Bizim hiçbir ülkenin topraklarında gözümüz yok. Her zaman söylediğim gibi bizim fiziki sınırlarımız başkadır, gönül sınırlarımız bambaşkadır. Tüm coğrafyalarımızdaki kardeşlerimiz gönül sınırlarımız içindedir. Bizim Irak ve Suriye'deki gelişmelerin dışında kalmamızı isteyenlerin iyi niyetli olması mümkün müdür? Onbinlerce kilometreden geleceksin, benim bir tarafta 911 kilometre sınırımız var. Türkiye Irak'ta ve Suriye'de yaşanan her gelişmenin içinde mutlaka yer alacaktır. Gerekiyorsa diplomatik ve askeri güçlerimizle oradaki kardeşlerimizin yanında bulunmakta kararlıyız. Birileri ısrarla ÖSO ve Türkiye'yi El Bab'dan uzak tutmak istiyor.

Biz DEAŞ, YPG/PYD terör örgütüyle ile bu mücadeleyi sürdüreceğiz.
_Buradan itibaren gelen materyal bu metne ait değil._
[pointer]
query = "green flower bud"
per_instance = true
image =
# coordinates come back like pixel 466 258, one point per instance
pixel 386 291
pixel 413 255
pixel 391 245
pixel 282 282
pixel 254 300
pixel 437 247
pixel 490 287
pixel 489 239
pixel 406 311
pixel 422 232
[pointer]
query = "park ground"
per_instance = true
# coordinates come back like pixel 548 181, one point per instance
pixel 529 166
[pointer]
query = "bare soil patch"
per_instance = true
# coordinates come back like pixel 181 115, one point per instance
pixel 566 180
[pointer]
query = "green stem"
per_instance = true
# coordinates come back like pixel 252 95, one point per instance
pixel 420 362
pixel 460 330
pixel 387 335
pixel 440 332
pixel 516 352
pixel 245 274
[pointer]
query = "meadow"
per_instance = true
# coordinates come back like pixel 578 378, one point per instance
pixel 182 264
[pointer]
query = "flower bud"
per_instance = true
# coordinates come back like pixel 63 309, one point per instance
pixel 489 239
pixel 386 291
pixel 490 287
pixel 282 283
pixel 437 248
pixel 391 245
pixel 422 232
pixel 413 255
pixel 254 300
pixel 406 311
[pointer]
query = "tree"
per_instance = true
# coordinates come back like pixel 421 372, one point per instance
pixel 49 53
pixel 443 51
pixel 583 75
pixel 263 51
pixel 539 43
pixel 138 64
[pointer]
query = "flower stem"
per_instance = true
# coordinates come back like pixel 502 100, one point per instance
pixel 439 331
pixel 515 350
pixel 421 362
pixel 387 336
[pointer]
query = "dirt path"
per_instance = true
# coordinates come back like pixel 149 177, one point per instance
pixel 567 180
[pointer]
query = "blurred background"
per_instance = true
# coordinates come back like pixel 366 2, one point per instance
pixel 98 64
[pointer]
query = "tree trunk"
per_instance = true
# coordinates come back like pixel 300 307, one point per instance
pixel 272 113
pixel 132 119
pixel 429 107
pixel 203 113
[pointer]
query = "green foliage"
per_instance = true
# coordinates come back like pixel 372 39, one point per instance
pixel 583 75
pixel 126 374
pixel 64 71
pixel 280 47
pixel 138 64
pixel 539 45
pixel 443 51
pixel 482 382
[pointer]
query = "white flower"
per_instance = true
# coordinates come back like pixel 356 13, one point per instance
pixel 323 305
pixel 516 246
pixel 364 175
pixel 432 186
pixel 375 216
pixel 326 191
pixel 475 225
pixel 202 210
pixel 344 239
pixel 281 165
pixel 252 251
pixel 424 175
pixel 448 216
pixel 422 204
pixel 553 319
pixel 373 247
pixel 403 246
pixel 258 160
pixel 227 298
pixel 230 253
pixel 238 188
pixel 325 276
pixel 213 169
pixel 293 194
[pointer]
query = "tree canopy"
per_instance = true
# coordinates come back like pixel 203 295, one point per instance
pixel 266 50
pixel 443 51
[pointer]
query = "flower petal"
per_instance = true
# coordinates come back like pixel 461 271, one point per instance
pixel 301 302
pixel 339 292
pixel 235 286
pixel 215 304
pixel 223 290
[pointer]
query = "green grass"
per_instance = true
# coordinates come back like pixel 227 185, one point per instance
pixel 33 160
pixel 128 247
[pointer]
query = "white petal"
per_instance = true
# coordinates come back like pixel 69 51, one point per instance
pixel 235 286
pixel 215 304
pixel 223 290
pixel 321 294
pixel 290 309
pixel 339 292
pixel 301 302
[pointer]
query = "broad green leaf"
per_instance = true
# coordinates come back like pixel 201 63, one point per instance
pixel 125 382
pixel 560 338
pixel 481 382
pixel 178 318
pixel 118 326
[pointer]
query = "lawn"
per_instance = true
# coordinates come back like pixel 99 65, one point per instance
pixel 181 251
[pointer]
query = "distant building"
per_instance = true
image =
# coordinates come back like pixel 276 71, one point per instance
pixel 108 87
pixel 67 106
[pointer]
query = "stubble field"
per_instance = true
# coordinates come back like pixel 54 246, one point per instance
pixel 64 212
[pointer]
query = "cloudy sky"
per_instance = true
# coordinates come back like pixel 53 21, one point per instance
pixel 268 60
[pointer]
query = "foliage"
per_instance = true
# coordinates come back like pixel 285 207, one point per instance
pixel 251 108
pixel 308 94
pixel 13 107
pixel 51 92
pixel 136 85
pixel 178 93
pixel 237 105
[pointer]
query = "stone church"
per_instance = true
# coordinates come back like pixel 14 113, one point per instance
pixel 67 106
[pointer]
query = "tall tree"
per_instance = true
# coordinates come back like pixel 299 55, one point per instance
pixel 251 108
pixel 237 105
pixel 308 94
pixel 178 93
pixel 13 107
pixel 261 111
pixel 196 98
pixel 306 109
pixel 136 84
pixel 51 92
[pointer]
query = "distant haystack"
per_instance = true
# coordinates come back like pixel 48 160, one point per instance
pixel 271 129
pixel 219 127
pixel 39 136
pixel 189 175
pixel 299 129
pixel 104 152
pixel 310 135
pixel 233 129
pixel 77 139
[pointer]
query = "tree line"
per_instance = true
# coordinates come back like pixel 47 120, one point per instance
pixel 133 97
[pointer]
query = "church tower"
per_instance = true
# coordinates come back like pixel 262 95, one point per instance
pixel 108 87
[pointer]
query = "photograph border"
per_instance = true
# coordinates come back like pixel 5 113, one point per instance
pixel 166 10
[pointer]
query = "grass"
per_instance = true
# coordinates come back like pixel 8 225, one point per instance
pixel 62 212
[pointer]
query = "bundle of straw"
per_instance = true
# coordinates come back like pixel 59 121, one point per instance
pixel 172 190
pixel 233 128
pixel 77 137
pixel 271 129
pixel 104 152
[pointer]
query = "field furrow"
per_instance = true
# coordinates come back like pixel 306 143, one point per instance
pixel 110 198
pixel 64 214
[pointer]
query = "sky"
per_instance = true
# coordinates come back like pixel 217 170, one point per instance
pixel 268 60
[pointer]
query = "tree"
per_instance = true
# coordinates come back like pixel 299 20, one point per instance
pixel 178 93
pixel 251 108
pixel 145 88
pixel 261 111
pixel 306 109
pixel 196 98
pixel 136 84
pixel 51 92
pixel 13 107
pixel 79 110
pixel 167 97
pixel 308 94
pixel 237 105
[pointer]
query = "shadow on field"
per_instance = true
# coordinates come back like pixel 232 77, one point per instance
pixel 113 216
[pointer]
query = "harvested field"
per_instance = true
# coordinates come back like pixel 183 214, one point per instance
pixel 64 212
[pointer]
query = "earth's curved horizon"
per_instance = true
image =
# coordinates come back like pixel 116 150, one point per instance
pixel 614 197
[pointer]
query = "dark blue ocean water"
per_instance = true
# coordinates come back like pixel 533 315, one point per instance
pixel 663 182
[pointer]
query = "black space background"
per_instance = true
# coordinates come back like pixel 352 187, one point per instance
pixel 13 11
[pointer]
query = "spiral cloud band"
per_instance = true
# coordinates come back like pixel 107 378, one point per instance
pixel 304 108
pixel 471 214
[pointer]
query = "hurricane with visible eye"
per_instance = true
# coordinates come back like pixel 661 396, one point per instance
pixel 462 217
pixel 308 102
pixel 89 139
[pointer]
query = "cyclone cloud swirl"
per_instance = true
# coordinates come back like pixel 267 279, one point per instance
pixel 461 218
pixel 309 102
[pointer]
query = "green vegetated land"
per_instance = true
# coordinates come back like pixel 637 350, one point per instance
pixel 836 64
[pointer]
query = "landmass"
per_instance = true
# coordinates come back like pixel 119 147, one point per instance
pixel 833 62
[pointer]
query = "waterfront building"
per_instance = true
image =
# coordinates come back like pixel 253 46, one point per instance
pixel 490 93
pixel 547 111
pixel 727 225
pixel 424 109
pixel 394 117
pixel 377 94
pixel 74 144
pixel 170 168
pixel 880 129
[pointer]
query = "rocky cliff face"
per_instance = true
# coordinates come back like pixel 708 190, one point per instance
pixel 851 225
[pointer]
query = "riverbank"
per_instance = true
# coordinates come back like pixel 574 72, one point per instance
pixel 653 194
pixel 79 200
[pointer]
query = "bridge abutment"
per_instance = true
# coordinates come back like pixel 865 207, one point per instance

En kısa sürede Minbiç'i PYD'den temizlemekte kararlıyız. Ya çıkıp terk edecek ya Fırat'ın doğusuna çekilecekler. Biz ABD'li dostlarımıza söylüyoruz, bizim ne PYD'ye, ne YPG'ye ihtiyacımız var; bunu birlikte yaparız. El Nusra da DEAŞ'a karşı savaşıyor ama El Nusra da terör örgütü. Kilis'ten Kırıkhan'a doğru uzanan bölgede ülkemize yönelik bölgeyi de teröristlerden temizleme konusunda da gereğini yaparız. Bu mesele bizim için bekaa meselesi.

Güvenlik görevlilerimizin ve vatandaşlarımızın canı için, kendi sınırlarımız içinde değil, sorunu kaynağından çözeceğiz. Türkiye'nin gözünde bir an önce kafaları ezilmesi gereken terör örgütleridir. Irak'ta da varız, daha etkin olacağız. Musul'daki Kerkük'teki kardeşlerimizi yalnız bırakamayız. Irak'ın mezhep savaşına itilmesine rıza göstermeyeceğiz. DEAŞ bahanesiyle bölgede 10 yılı aşkın süredir Müslüman kanı dökenlerin, aynı işin başka örgütler eliyle yapılmasını istemiyoruz.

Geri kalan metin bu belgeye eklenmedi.